CBO Projects EV Adoption Rate With Biden Subsidies

The nonpartisan Congressional Budget Office has released a series of rough projections of how quickly electric vehicles, and electric charging stations, will replace internal combustion vehicles and fossil fueling stations in the U.S. now that the IIJA infrastructure law and the IRA tax credit law have thrown tens of billions of dollars towards the goal of accelerating that adoption rate.

Most government forecasts rely on the official projections in the Energy Department’s Annual Energy Outlook (AEO).
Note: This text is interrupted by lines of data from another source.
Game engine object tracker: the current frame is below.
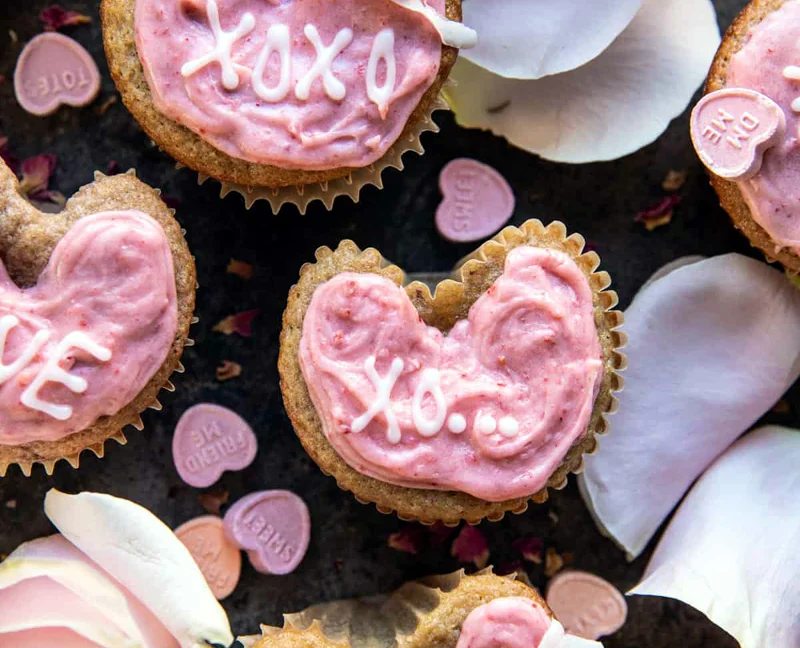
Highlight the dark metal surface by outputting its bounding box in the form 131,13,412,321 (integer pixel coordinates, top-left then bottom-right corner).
0,0,788,648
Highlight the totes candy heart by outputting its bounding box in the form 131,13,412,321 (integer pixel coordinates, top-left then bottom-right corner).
691,88,786,180
175,515,242,601
299,245,604,502
135,0,466,171
172,403,258,488
225,490,311,575
436,158,514,243
14,32,100,116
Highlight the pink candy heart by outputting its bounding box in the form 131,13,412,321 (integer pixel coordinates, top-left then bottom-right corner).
691,88,786,180
225,490,311,575
436,158,514,243
172,403,258,488
14,32,100,117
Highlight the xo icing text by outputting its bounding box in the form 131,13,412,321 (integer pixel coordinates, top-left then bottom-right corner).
0,315,111,421
181,0,404,112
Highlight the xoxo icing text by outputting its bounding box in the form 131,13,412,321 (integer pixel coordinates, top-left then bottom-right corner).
181,0,406,118
0,315,112,421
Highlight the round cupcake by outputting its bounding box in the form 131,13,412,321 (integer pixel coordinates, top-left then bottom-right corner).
101,0,475,207
0,162,196,475
278,220,624,524
253,572,600,648
692,0,800,273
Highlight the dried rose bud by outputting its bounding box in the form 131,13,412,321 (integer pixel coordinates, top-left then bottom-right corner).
450,525,489,569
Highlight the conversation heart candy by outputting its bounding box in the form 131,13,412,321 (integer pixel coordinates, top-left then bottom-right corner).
436,158,514,243
225,490,311,575
547,571,628,639
691,88,786,180
14,32,100,117
172,403,258,488
175,515,242,601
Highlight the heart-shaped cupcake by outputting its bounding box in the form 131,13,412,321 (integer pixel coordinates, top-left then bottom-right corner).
0,159,196,475
279,221,624,524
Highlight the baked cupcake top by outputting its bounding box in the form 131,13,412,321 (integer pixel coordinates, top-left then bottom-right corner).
135,0,471,171
0,210,178,445
299,246,603,502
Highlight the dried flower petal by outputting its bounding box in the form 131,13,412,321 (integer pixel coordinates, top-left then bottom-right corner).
211,308,261,337
217,360,242,382
450,524,489,569
544,547,566,578
19,153,58,197
511,536,544,565
197,489,230,515
661,169,689,191
39,5,92,31
630,426,800,648
387,524,427,555
227,259,253,279
634,195,681,231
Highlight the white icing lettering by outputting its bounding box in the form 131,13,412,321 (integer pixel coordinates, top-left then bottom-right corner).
20,331,111,421
351,356,404,443
367,28,397,119
181,0,256,90
447,414,467,434
292,24,353,101
253,25,292,103
411,369,447,437
0,315,50,385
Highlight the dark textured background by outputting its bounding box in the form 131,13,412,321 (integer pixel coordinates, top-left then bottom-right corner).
0,0,800,648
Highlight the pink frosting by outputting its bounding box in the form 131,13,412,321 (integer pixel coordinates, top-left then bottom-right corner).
135,0,445,170
456,597,551,648
727,1,800,251
0,535,179,648
300,247,603,501
0,211,178,445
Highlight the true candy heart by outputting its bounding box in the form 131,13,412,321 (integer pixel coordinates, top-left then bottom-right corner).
175,515,242,601
0,159,195,475
225,490,311,575
279,221,624,523
691,88,786,180
14,32,100,116
172,403,258,488
436,158,514,243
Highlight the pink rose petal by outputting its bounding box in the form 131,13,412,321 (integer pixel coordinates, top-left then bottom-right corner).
630,426,800,648
579,254,800,557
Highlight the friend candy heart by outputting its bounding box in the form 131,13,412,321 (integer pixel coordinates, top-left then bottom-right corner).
172,403,258,488
175,515,242,601
547,571,628,639
691,88,786,180
436,158,514,243
14,32,100,117
225,490,311,575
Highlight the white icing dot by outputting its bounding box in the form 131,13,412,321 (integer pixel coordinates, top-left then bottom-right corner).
478,414,497,434
500,416,519,438
447,414,467,434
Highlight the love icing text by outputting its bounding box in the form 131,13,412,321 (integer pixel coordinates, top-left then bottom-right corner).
350,356,519,444
181,0,406,113
0,315,111,421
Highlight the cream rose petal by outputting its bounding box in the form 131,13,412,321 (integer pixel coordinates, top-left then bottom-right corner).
44,489,233,648
446,0,720,163
461,0,642,79
579,254,800,556
630,427,800,648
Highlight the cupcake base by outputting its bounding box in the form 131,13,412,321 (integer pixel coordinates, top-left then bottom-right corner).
278,220,626,525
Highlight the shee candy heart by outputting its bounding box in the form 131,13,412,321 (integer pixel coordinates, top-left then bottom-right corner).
436,158,514,243
14,32,100,117
225,490,311,575
691,88,786,180
175,515,242,601
172,403,258,488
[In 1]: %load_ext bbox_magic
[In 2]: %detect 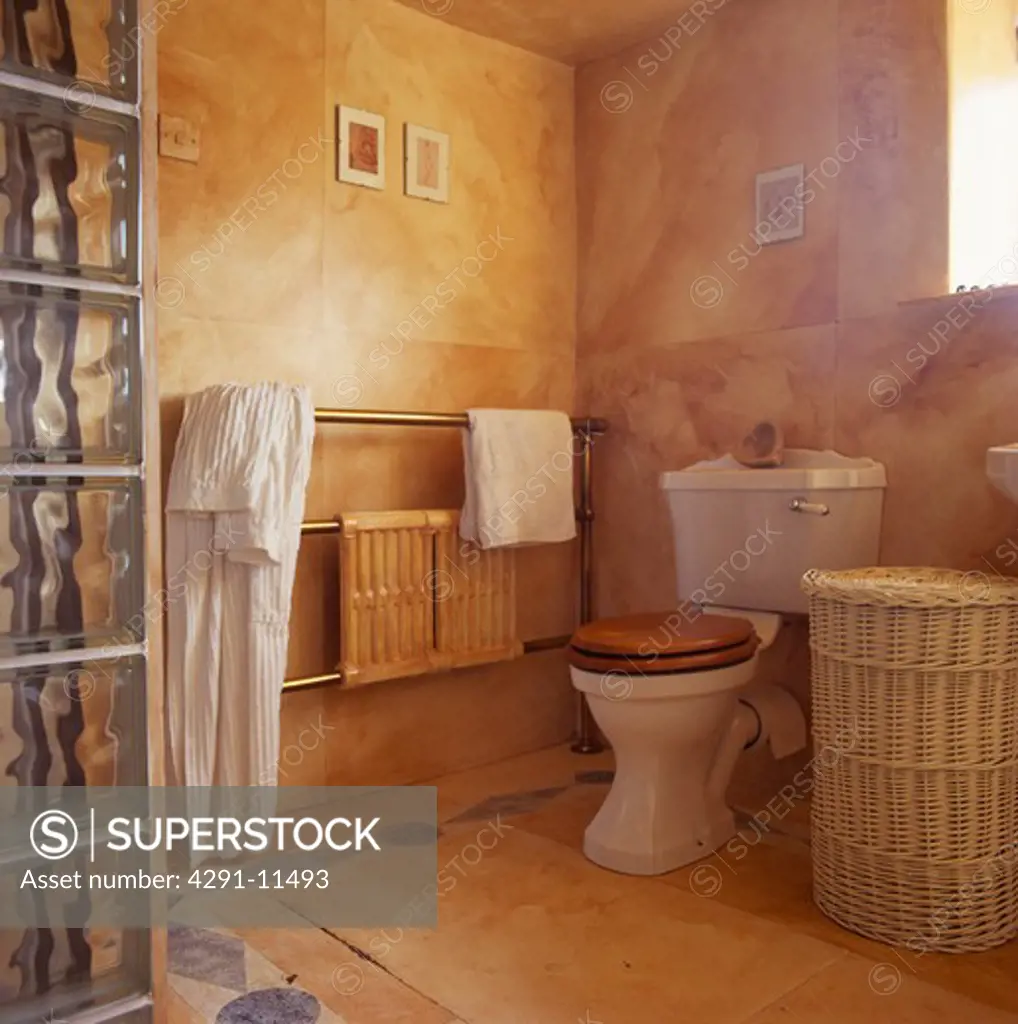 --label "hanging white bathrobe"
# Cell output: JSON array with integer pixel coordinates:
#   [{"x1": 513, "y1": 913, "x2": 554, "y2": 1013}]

This year’s version, AEO 2023, was released in March 2023 and makes projections through 2050. Each year’s AEO includes a “Reference Case” scenario, which the Administrator’s Foreword to the 2023 edition said serves as “our best guess under nominal conditions, which presumes no new policy or laws over the modeled time horizon.” (The Foreword makes clear how the IRA is included in the assumptions underlying the 2023 Reference Case.)
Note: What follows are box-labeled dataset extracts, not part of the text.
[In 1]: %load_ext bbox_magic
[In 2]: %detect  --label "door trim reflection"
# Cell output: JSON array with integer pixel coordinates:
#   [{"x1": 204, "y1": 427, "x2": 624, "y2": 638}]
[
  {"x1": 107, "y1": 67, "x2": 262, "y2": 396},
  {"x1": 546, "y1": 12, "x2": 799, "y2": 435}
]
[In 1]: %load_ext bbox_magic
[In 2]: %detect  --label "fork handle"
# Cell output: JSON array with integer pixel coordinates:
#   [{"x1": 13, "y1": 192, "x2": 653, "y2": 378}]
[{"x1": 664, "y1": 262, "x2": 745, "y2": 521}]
Which is why the very first chart in the new CBO slide deck was so surprising. The chart shows three forecasts for EV adoption rates by 2050 (including hybrids). These all significantly exceed the DOE Reference Case.
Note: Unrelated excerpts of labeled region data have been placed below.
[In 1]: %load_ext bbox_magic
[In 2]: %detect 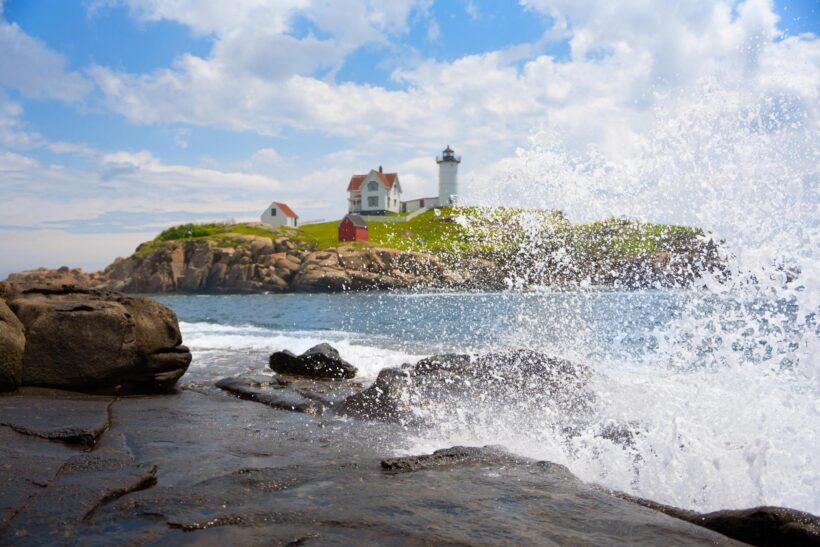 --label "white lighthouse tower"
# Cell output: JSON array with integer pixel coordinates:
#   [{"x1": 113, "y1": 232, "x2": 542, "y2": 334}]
[{"x1": 436, "y1": 144, "x2": 461, "y2": 207}]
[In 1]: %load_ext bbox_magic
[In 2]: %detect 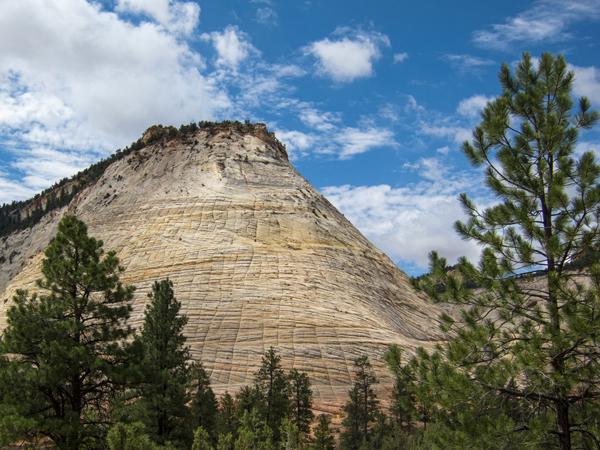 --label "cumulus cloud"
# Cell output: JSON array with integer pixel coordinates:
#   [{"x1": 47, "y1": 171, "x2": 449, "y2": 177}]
[
  {"x1": 441, "y1": 55, "x2": 496, "y2": 75},
  {"x1": 0, "y1": 0, "x2": 231, "y2": 199},
  {"x1": 334, "y1": 127, "x2": 398, "y2": 159},
  {"x1": 256, "y1": 7, "x2": 277, "y2": 25},
  {"x1": 275, "y1": 129, "x2": 317, "y2": 160},
  {"x1": 299, "y1": 107, "x2": 340, "y2": 132},
  {"x1": 321, "y1": 171, "x2": 480, "y2": 273},
  {"x1": 115, "y1": 0, "x2": 200, "y2": 35},
  {"x1": 418, "y1": 121, "x2": 472, "y2": 144},
  {"x1": 201, "y1": 25, "x2": 259, "y2": 69},
  {"x1": 394, "y1": 53, "x2": 408, "y2": 64},
  {"x1": 456, "y1": 95, "x2": 494, "y2": 118},
  {"x1": 0, "y1": 0, "x2": 228, "y2": 143},
  {"x1": 473, "y1": 0, "x2": 600, "y2": 50},
  {"x1": 569, "y1": 65, "x2": 600, "y2": 107},
  {"x1": 305, "y1": 29, "x2": 390, "y2": 83}
]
Looking only at CBO’s own three projections, their median analysis shows EVs reaching a 42 percent share of new LDV sales by 2032, and then (if the IRA tax credits expire on time) dropping down to 36 percent before steadily increasing again to approach 80 percent of new sales by 2050.

The CBO forecast also looks at the deployment of charging stations, and it identifies a relationship between the IIJA subsidies for the charging stations and some of the growth in the EV fleet.